Sergio Romano, Corriere della Sera 9/12/2013, 9 dicembre 2013
QUANDO NON È FACILE CONCILIARE POLITICA E MORALE
Non mi sono piaciute le sue due recenti riposte a lettori che trattavano la faccenda di Berlusconi espulso dal Senato. Premetto che il personaggio, da sempre, cioè da quando era un palazzinaro ed io un ragazzo, non mi è mai piaciuto, e sempre più nel tempo con la sua entrata in politica, esempio eclatante di arrogante potenza e di sfacciata ricchezza. Nella prima lettera lei parla di galateo politico. Nella seconda lettera della signora Mangini di Genova, che sottoscrivo pienamente per quanto riguarda il personaggio Berlusconi con i suoi atteggiamenti, le goliardate e io aggiungo soprattutto con l’arroganza sua e della «cricca» di politici che lo sostiene, lei dice che il Pd conosceva da principio le esuberanze del medesimo prima di accordarsi con il Pdl. Ripeto: Berlusconi, e tutto ciò che rappresenta, mi è estremamente irritante: ciò mi rende forse molto prevenuto. Comunque finalmente l’hanno cacciato (anche se temo che lui indirettamente e la sua «cricca» continueranno a condizionarci la vita). Penso, inoltre, che tale sorte dovrebbe essere riservata a molti altri politici di qualunque parte. In definitiva ho ritenuto i suoi interventi troppo concilianti con il personaggio noto anche come «il magliaro di Arcore».
Tiziano Brambilla
tizi.cinzia@alice.it
Caro Brambilla,
La sua lettera non mi ha sorpreso. Nel corso della sua vita pubblica Berlusconi ha suscitato contemporaneamente grande devozione e grandi ostilità: due sentimenti che hanno malauguratamente rafforzato la tendenza degli italiani a dividersi in campi nemici. A me sarebbe piaciuto invece che i critici di Berlusconi in Parlamento, in occasione del voto, s’interrogassero sugli effetti politici della loro scelta per il futuro del governo Letta. Sarebbe sopravvissuto alla estromissione di Berlusconi dal Senato? Avrebbe avuto maggiori o minori possibilità di realizzare un programma che tranquillizzi i mercati e permetta all’Italia di non essere più, come in questi ultimi anni, il vigilato speciale della Commissione di Bruxelles, del Fondo monetario internazionale e delle Agenzie di rating?

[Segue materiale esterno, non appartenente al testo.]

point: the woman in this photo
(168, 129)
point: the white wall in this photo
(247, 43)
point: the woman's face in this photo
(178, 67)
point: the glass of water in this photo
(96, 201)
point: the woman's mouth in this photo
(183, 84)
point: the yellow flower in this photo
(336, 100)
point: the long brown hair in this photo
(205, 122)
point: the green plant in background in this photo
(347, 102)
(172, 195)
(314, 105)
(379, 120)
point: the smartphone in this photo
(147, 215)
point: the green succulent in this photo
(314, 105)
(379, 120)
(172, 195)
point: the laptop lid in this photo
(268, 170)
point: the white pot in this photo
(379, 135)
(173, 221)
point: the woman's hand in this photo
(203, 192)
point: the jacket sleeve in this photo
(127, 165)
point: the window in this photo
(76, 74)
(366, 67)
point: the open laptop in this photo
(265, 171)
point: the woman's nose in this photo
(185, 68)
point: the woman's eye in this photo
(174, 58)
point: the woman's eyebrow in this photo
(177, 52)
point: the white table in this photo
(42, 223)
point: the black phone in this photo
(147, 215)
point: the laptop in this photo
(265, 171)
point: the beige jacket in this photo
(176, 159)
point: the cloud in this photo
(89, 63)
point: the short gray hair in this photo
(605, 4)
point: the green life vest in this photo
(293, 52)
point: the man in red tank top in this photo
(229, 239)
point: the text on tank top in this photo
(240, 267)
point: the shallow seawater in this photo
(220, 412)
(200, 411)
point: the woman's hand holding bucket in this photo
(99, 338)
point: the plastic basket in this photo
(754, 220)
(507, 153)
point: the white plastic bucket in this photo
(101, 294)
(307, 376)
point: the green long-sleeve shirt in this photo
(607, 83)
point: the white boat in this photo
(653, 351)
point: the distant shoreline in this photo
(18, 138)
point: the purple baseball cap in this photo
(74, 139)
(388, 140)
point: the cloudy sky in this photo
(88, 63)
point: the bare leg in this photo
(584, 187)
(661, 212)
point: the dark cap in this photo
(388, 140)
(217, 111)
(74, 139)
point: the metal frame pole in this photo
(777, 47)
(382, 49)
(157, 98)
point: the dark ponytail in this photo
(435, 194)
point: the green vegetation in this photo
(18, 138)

Le ricordo, caro Brambilla, che vi fu almeno un’altra occasione, dopo la costituzione della Repubblica, in cui venne fatta una scelta che a molti italiani dovette sembrare moralmente e politicamente intollerabile. Accadde quando Giulio Andreotti, nel luglio 1976, formò un governo di solidarietà nazionale con la «non sfiducia» del Partito comunista italiano. Da quel momento il Pci, pur senza partecipare alla distribuzione dei ministeri, divenne il partner necessario della Democrazia cristiana per tutto ciò che atteneva all’ordine pubblico, alla lotta contro il terrorismo e persino alla ripartizione delle spese fra i maggiori capitoli del bilancio. Le ricordo ancora che il Pci, nonostante qualche interessante manifestazione d’indipendenza, era ancora infeudato all’Unione Sovietica, veniva finanziato ogni anno dal partito «fratello» dell’Urss e addirittura accettava una consegna di ricetrasmittenti del Kgb per il giorno in cui avrebbe dovuto scegliere la clandestinità.
Tutto questo accadde perché Aldo Moro e altri esponenti della Dc erano convinti che il Pci fosse necessario alla lotta contro il terrorismo e a una migliore organizzazione della vita politica nazionale. In linea di principio, se il criterio della legalità avesse prevalso su quello delle esigenze politiche, non sarebbe stato impossibile incriminare alcuni esponenti del Pci per alto tradimento. Ma la creazione di un fronte nazionale contro la minaccia eversiva dei gruppi rivoluzionari fece premio su qualsiasi altra considerazione. Giudichi lei, caro Brambilla, se i festini di Arcore siano moralmente più gravi del denaro che il Pci riceveva ogni anno da uno Stato potenzialmente nemico.